Massachusetts-based real estate investor, agent, and coach Dana Bull refers to multifamily properties as “triple-headed monsters” because of the three major financial benefits that come with this investment, including the acquisition discount and economies of scale.
Think about the maintenance required for a multifamily home versus a single-family home, she said: “If you buy a three-family, when the roof goes out, you only have one roof to replace. You have one driveway to shovel. You have the shared hallways to take care of.”
How to buy your first multifamily: Use owner-occupied financing and house hack to lower your mortgage
Buying multifamily properties isn’t just for seasoned investors.
Bull considers it a “fantastic entry-level investing approach.” Since duplexes, triplexes, and fourplexes fall under the bracket of residential real estate, “you’re able to utilize residential loans, including low down-payment programs, if you intend to occupy the property, which is incredibly powerful.”
That’s what Mike Newton did to acquire his first property: a $450,000 duplex outside Seattle. He didn’t have the savings to buy it as a true investment property, which would require a down payment of at least 20%. However, since he was planning on living in half of the duplex, he secured owner-occupied financing and put down just 5%.
After closing, he moved into one of the units. The other unit was already occupied by a tenant, meaning he started generating cash flow immediately. Plus, he found a roommate for his unit.
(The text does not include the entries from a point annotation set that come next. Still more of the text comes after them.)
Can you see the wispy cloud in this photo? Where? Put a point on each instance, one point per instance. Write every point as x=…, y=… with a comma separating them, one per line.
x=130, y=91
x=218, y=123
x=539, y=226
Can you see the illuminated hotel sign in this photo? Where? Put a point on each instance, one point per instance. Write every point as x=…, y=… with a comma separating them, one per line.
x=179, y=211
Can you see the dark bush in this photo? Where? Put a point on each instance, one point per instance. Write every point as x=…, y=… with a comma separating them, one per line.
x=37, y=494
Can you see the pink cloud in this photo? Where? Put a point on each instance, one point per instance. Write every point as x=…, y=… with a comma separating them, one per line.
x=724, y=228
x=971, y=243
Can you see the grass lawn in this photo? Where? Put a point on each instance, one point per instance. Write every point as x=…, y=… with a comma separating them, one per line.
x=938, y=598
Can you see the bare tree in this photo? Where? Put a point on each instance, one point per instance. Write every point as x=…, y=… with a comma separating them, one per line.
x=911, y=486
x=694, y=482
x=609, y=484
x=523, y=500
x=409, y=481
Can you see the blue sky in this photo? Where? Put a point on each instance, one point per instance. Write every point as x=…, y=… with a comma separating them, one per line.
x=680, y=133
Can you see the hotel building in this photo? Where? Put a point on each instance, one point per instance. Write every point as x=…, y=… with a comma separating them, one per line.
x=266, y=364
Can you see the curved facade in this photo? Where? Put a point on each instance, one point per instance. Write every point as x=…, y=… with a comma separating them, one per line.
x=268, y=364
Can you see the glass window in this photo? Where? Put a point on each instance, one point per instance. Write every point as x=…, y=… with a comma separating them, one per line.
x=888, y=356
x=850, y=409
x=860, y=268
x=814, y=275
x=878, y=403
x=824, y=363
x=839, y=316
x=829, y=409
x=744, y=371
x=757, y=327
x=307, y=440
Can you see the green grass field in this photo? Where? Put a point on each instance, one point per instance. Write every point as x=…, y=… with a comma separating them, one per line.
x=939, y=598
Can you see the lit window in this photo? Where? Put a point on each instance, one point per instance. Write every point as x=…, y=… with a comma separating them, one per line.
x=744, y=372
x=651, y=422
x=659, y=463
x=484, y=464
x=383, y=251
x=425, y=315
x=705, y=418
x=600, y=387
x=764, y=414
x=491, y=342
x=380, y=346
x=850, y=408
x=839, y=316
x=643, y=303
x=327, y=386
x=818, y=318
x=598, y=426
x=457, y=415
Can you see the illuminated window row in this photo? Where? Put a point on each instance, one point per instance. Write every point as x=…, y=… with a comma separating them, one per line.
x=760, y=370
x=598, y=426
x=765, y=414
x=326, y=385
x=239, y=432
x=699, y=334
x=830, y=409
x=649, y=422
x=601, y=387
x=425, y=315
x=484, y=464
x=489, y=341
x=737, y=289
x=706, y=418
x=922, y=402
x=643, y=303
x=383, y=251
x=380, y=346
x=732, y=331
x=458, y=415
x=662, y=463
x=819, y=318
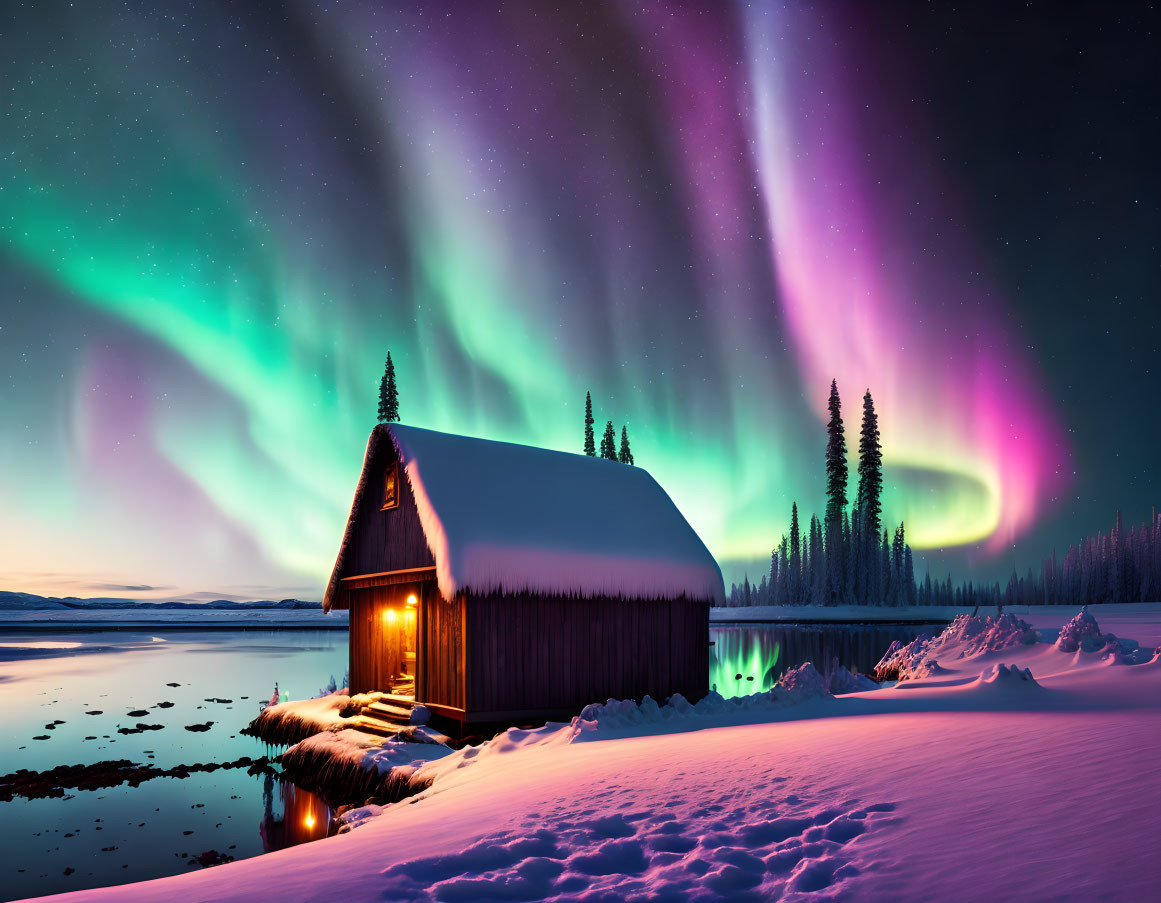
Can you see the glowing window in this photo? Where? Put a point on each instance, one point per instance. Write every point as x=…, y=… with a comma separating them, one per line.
x=391, y=488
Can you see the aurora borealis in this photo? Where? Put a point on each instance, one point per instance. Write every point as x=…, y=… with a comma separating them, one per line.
x=216, y=219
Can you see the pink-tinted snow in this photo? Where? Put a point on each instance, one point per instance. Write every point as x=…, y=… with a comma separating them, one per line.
x=1019, y=773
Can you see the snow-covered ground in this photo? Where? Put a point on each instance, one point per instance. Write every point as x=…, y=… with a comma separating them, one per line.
x=1022, y=772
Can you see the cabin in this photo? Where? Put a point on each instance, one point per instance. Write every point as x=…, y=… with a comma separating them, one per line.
x=500, y=584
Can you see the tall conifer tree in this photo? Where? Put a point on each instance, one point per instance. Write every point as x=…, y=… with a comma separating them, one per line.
x=795, y=562
x=836, y=463
x=608, y=442
x=388, y=394
x=870, y=470
x=625, y=455
x=590, y=441
x=836, y=497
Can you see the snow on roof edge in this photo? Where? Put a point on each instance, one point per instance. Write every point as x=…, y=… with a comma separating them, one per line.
x=332, y=584
x=484, y=568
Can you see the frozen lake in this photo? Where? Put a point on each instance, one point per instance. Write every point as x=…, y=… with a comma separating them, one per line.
x=98, y=687
x=86, y=688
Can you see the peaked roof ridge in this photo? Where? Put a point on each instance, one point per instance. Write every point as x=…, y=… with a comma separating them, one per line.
x=500, y=514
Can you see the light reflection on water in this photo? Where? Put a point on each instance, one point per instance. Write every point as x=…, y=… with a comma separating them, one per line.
x=749, y=658
x=190, y=677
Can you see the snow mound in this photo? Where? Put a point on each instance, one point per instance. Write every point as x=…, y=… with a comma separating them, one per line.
x=1082, y=634
x=966, y=636
x=1007, y=678
x=619, y=719
x=839, y=680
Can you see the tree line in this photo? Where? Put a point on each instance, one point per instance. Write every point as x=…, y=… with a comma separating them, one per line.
x=843, y=558
x=848, y=556
x=608, y=448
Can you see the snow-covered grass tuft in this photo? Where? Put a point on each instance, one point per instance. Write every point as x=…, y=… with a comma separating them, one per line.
x=289, y=722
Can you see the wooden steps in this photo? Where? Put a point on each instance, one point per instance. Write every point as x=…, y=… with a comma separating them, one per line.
x=386, y=716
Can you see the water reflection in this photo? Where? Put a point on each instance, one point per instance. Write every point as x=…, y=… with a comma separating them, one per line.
x=304, y=817
x=749, y=658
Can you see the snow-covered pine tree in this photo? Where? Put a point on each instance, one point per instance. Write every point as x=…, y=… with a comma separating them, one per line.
x=909, y=586
x=836, y=495
x=625, y=455
x=784, y=571
x=795, y=562
x=388, y=394
x=590, y=441
x=871, y=489
x=608, y=442
x=885, y=585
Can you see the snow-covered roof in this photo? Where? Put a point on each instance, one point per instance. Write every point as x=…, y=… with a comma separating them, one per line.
x=503, y=515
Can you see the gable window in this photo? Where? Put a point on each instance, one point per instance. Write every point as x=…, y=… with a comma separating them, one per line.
x=391, y=488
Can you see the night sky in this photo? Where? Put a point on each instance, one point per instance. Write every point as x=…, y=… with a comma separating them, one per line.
x=216, y=218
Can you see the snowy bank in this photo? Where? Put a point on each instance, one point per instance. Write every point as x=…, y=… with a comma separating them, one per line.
x=937, y=789
x=968, y=638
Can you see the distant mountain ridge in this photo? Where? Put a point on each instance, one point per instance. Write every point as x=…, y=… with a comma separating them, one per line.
x=29, y=601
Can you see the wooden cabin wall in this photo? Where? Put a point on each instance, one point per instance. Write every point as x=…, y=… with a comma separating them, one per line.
x=390, y=540
x=441, y=650
x=531, y=654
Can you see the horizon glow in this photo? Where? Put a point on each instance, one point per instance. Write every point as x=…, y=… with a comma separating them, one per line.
x=221, y=274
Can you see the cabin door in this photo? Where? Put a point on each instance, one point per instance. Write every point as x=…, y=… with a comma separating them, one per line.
x=395, y=620
x=383, y=638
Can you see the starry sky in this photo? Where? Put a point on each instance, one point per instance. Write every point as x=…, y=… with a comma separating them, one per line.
x=216, y=218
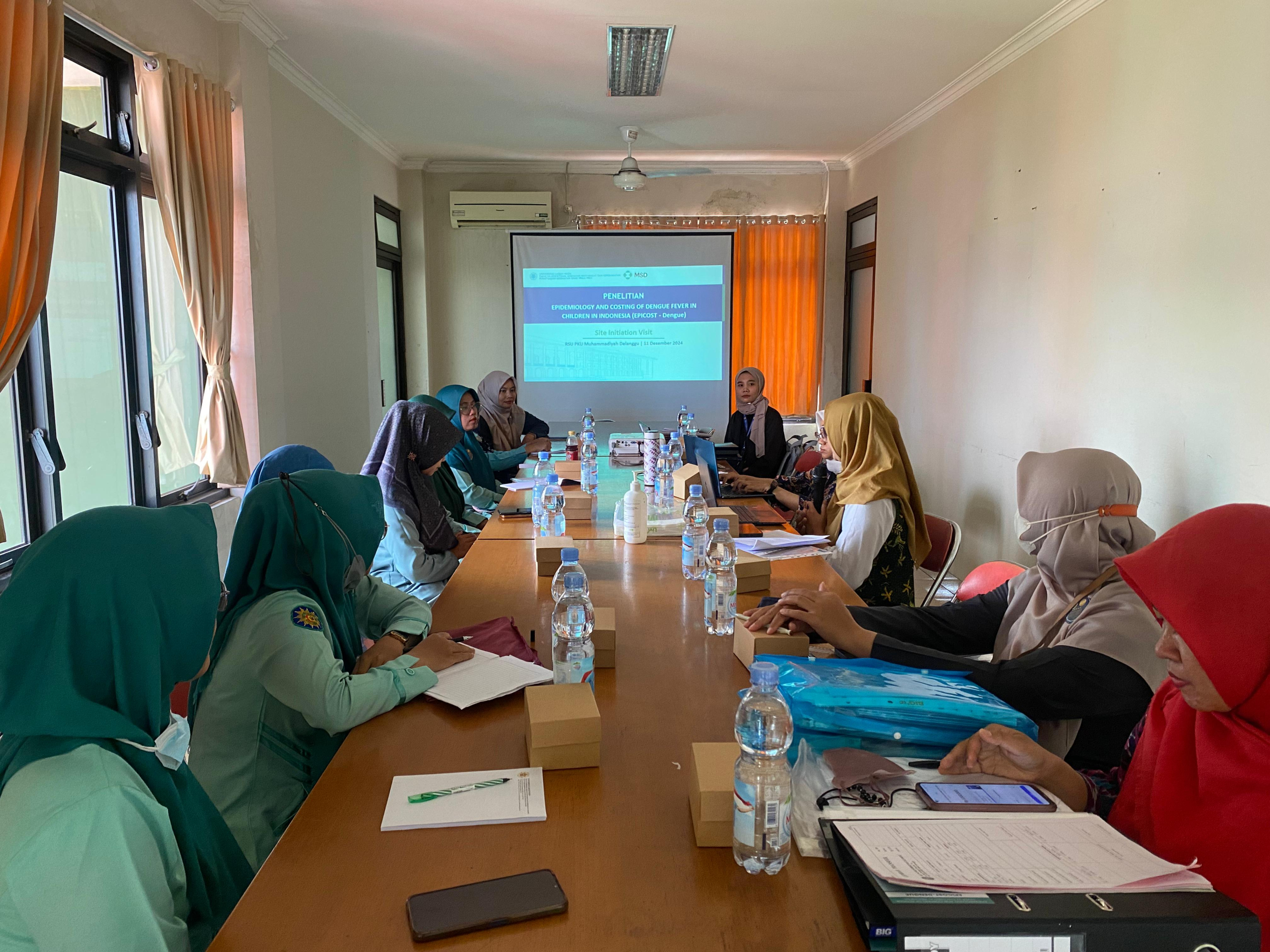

The rent from his two tenants covered the majority of his monthly mortgage payment, allowing him to save more money for his next property.
Newton, who has expanded to over 10 units, considers this strategy, known as “house hacking,” one of “the safest ways that you can start investing in real estate.”
By renting a portion of your primary residence, you can offset or even completely eliminate your mortgage. It’s a relatively low-risk way to see if you enjoy being a landlord and managing tenants.
It’s worth noting that not all markets have an abundance of multifamily properties. The New England market happens to have a large inventory of these properties, explained Bull: “These buildings were created in the late 1800s and early 1900s as a way to economically house people in areas close to or around cities like Boston.”
If there aren’t multifamily properties in your area, you can still house hack a single-family home by adding an ADU or converting an unfinished basement into a rentable space — or, like Newton, finding a roommate. The name of the game is getting creative with your space so that, ultimately, other people are paying down your mortgage.